You are viewing a plain text version of this content. The canonical link for it is here.
Posted to modperl@perl.apache.org by Clinton Gormley <cl...@drtech.co.uk> on 2003/03/07 18:11:23 UTC
Optimising cache performance
I'd appreciate some feedback on my logic to optimise my cache (under
mod_perl 1)
I'm building a site which will have a large number of fairly complicated
objects (each of which would require 5-20 queries to build from scratch)
which are read frequently and updated relatively seldom.
I'm planning a two level cache :
1) Live objects in each mod_perl process
2) Serialised objects in a database
The logic goes as follows :
NORMAL READ-ONLY REQUEST
1) REQUEST FROM BROWSER
* Request comes from browser to view for object 12345
(responding to this request may involve accessing 10 other
objects)
2) PURGE OUTDATED LIVE OBJECTS
* mod_perl process runs a query to look for the ID's of any objects
that have been updated since the last time this
query was run (last_modified_time).
* Any object IDs returned by this request have their objects removed
from the in-memory mod_perl process specific cache
3) REQUEST IS PROCESSED
* Any objects required by this request are retrieved first from
the in-memory cache.
* If they are not present,
* the process looks in the serialised object cache in the
database.
* If not present there either,
* the object is constructed from scratch the relational
DB.
and stored in the serialised object cache
* retrieved object is store in the in-memory live object
cache
4) TRIM LIVE OBJECT CACHE
* Any live objects that are not in the 1000 most recently accessed
objects are deleted from the in-memory cache
UPDATE REQUEST
Steps as above except :
3a) UPDATING OBJECT
* Any objects that are modified
* are deleted from the serialised object cache in the DB
* and are deleted from the in-memory cache for this mod_perl
process only
This means that at the start of every request, each process has access
to the most up to date versions of each object with a small (hopefully)
penalty to pay in the form of the query checking for last_modified_time.
Does this sound reasonable or is overkill
many thanks
Clinton Gormley
Re: Optimising cache performance
Posted by Perrin Harkins <pe...@elem.com>.
Clinton Gormley wrote:
> For now it's not a distributed system, and I have been using
> Cache::FileCache.
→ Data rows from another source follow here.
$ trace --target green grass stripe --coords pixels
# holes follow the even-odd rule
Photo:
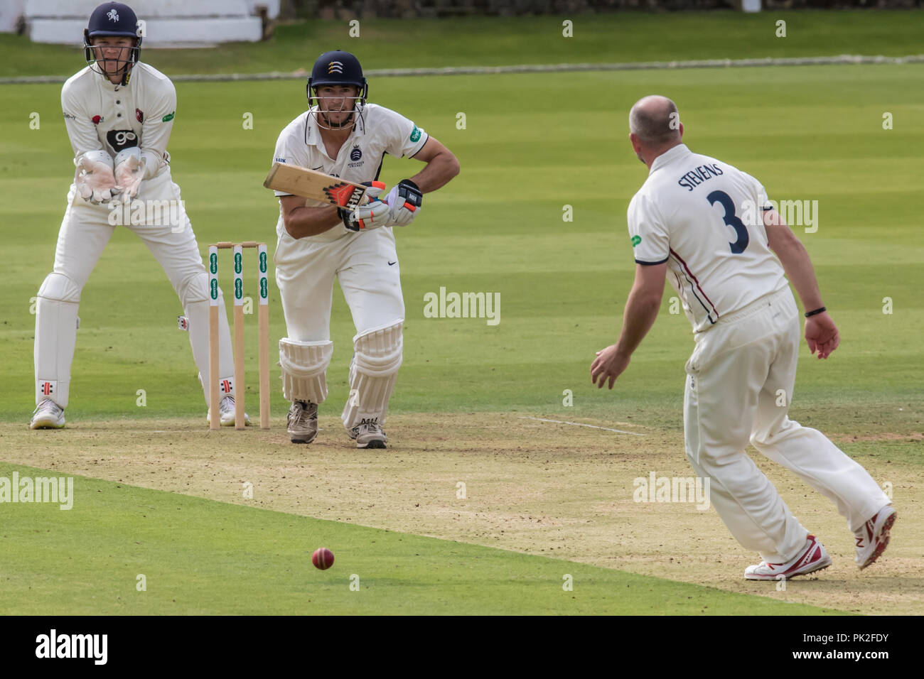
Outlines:
[[[358,17],[359,18],[359,17]],[[573,24],[564,37],[563,22]],[[777,37],[777,21],[785,37]],[[348,47],[367,69],[512,64],[613,63],[920,53],[920,11],[616,12],[452,19],[361,19],[359,39],[346,21],[311,19],[278,26],[273,40],[215,49],[154,50],[142,59],[168,73],[264,73],[310,69],[326,49]],[[651,36],[670,36],[652,40]],[[70,75],[83,65],[74,45],[33,44],[0,36],[0,77]],[[846,70],[846,69],[845,69]]]
[[[55,475],[0,465],[14,471]],[[85,477],[69,511],[0,513],[2,614],[841,612]],[[335,556],[323,572],[310,563],[320,546]]]

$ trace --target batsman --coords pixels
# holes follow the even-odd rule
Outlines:
[[[65,425],[80,293],[116,228],[133,231],[170,279],[188,319],[206,406],[213,406],[207,387],[208,278],[179,187],[170,176],[166,150],[176,91],[170,79],[139,61],[142,36],[138,27],[135,12],[127,5],[107,2],[96,7],[84,30],[87,67],[61,90],[77,170],[58,233],[55,267],[39,288],[36,302],[36,408],[31,429]],[[221,359],[215,379],[223,385],[221,422],[231,426],[231,333],[225,305],[220,309]]]
[[[276,191],[274,261],[288,335],[279,342],[283,394],[292,403],[287,430],[295,443],[310,443],[318,432],[318,406],[327,398],[334,350],[330,321],[336,278],[357,331],[341,419],[358,448],[384,448],[383,425],[401,366],[405,320],[393,227],[414,221],[423,194],[445,185],[458,174],[459,164],[404,115],[367,103],[362,67],[348,52],[318,57],[307,93],[309,109],[283,129],[274,160],[368,183],[373,200],[347,212]],[[385,153],[426,164],[385,195],[377,182]]]

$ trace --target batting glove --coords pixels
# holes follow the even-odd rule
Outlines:
[[[388,192],[388,226],[407,226],[420,212],[423,194],[410,179],[402,179]]]
[[[371,231],[384,226],[388,219],[388,206],[379,200],[379,196],[385,190],[385,185],[383,182],[363,182],[363,185],[369,187],[366,191],[368,202],[352,212],[343,208],[337,209],[344,226],[350,231]]]
[[[130,200],[138,195],[147,160],[137,146],[132,146],[120,151],[114,164],[116,188],[122,192],[123,200]]]
[[[74,187],[84,200],[98,205],[118,193],[113,175],[113,159],[104,151],[90,151],[77,162]]]

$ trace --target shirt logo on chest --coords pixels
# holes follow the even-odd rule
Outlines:
[[[106,141],[116,152],[119,152],[129,146],[138,146],[138,135],[130,129],[110,129],[106,132]]]
[[[365,161],[362,160],[362,150],[359,144],[353,144],[353,148],[349,152],[349,159],[352,162],[346,164],[347,167],[362,167],[365,164]]]

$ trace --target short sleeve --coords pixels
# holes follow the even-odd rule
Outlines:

But that still means freezing and thawing objects -
> which I'm trying to minimise.
Other things (IPC::MM, MLDBM::Sync, Cache::Mmap, BerkeleyDB) are
significantly faster than Cache::FileCache. If you have tons of free
memory, then go ahead and cache things in memory. My feeling is that
the very small amount of time that the fastest of these systems use to
freeze and thaw is totally made up for in the huge memory savings which
allows you to run more server processes.
> When you say that Cache::Mmap is only limited by the size of your disk,
> is that because the file in memory gets written to disk as part of VM? (
> I don't see any other mention of files in the docs.) Which presumably
> means resizing your VM to make space for the cache?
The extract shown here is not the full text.